Ergebnis: Die Bahncard 100 wird sich nach 25 Fahrten amortisiert haben und kann steuerfrei erstattet werden. Dass der Arbeitnehmer mit der Bahncard 100 auch sonstige Privatfahrten und ggf. auch Fahrten Wohnung/Arbeitsstätte oder Familienheimfahrten bei doppelter Haushaltsführung durchführen kann, ist unbeachtlich. Der Wert der Bahncard muss nicht in der elektronischen Lohnsteuerbescheinigung angegeben werden. Denn bei Dienstreisen (Auswärtstätigkeiten) sind nur die steuerfrei erstatteten Verpflegungspauschalen zu bescheinigen. |
2. Prognostizierte Vollamortisation unter Einbezug von § 3 Nr. 15 EStG
Die Arbeitgeberleistung ist auch insgesamt steuerfrei, wenn die Prognose zum Zeitpunkt der Hingabe der Fahrkarte ergibt, dass die Summe
- aus den ersparten Kosten für Einzelfahrscheine, die ohne Nutzung der Fahrkarte während deren Gültigkeitsdauer für die Fahrten im Rahmen einer Dienstreise (Auswärtstätigkeit) oder wöchentliche Familienheimfahrten im Rahmen einer doppelten Haushaltsführung anfallen würden und
- dem regulären Verkaufspreis einer Fahrkarte für die Strecke Wohnung/erste Tätigkeitsstätte für den entsprechenden Gültigkeitszeitraum
die Kosten der Fahrkarte erreicht oder übersteigt.

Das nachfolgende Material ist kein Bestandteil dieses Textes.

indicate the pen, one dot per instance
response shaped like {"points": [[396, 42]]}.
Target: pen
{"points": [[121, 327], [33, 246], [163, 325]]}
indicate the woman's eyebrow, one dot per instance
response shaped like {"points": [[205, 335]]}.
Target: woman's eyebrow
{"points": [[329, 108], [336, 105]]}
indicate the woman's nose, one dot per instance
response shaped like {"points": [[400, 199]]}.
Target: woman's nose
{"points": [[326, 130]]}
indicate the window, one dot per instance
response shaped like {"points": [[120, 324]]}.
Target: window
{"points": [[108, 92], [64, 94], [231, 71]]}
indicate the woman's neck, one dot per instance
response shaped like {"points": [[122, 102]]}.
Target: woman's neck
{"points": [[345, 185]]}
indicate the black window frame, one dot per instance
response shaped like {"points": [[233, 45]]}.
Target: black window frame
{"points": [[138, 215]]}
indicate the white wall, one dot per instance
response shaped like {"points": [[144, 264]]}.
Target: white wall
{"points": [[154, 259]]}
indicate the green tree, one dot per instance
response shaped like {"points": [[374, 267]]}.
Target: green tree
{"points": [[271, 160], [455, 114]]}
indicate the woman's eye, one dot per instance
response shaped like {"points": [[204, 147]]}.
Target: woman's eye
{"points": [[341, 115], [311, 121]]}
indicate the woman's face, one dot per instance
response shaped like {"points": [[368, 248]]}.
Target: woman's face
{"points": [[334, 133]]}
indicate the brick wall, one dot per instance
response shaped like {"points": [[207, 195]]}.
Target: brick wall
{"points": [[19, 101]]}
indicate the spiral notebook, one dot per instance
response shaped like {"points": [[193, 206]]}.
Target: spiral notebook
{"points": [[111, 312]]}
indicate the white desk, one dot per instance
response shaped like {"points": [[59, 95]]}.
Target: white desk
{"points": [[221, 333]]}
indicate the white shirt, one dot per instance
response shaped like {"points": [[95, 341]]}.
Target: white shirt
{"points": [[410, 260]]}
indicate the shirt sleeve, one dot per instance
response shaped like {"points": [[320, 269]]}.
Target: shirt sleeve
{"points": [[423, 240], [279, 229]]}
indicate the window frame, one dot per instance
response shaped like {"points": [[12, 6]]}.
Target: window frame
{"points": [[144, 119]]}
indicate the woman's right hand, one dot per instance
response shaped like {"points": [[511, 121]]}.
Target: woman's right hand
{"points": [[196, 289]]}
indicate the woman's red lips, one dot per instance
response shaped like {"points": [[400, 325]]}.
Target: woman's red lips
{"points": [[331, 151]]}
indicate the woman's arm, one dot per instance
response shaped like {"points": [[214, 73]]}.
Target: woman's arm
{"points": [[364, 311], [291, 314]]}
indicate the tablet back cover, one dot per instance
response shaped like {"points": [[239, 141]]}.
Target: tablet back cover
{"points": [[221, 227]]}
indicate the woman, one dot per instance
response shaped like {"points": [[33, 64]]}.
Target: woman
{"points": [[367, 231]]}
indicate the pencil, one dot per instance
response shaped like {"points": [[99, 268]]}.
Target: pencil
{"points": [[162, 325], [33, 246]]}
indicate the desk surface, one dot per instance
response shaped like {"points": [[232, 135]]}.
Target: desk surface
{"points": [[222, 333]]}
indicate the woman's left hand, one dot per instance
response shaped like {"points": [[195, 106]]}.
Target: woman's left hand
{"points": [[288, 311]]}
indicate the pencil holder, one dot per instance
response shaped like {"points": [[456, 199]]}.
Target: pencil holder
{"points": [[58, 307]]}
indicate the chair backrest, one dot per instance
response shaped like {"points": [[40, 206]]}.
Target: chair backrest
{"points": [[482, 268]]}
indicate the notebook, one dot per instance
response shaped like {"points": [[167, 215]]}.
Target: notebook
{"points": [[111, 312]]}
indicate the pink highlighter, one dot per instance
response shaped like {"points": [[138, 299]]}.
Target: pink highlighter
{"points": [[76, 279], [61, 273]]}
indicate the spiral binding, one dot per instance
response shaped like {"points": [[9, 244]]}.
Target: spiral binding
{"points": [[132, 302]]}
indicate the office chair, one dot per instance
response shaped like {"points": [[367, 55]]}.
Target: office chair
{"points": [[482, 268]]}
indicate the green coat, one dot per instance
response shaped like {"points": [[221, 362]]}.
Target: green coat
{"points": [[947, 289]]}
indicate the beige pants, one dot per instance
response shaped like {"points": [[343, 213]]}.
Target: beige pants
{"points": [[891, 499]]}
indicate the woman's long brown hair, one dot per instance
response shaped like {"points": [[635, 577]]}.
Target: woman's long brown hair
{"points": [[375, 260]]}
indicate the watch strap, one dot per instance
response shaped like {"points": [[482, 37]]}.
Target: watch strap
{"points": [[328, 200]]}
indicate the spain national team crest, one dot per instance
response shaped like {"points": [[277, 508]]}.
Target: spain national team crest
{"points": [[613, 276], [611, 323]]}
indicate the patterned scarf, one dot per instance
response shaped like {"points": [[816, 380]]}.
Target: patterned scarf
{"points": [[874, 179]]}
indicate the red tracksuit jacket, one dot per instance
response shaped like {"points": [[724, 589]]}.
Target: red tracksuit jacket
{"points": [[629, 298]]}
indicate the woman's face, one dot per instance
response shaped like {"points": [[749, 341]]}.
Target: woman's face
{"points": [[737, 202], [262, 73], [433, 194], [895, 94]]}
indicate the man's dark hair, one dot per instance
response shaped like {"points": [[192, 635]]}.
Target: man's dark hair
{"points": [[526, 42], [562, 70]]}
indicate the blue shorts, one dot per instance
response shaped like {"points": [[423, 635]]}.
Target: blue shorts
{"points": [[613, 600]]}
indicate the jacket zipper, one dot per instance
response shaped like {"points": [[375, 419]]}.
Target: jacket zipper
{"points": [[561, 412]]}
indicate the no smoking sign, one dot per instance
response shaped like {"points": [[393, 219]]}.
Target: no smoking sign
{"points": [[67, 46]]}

Die Arbeitgeberleistung ist vorrangig als Reisekosten oder Mehraufwendungen bei doppelter Haushaltsführung steuerfrei nach § 3 Nr. 13 oder 16 EStG in Höhe der prognostizierten ersparten Kosten für Einzelfahrscheine, die ohne Nutzung der Fahrkarte während deren Gültigkeitsdauer für Dienstreisen (Auswärtstätigkeiten) oder Familienheimfahrten anfallen würden. Im Übrigen ist sie nachrangig steuerfrei nach § 3 Nr. 15 EStG als Kosten für die Fahrten Wohnung/erste Tätigkeitsstätte. Auf den Umfang der späteren tatsächlichen Nutzung und die darüber hinaus gehenden privaten Nutzungsmöglichkeiten kommt es nicht an.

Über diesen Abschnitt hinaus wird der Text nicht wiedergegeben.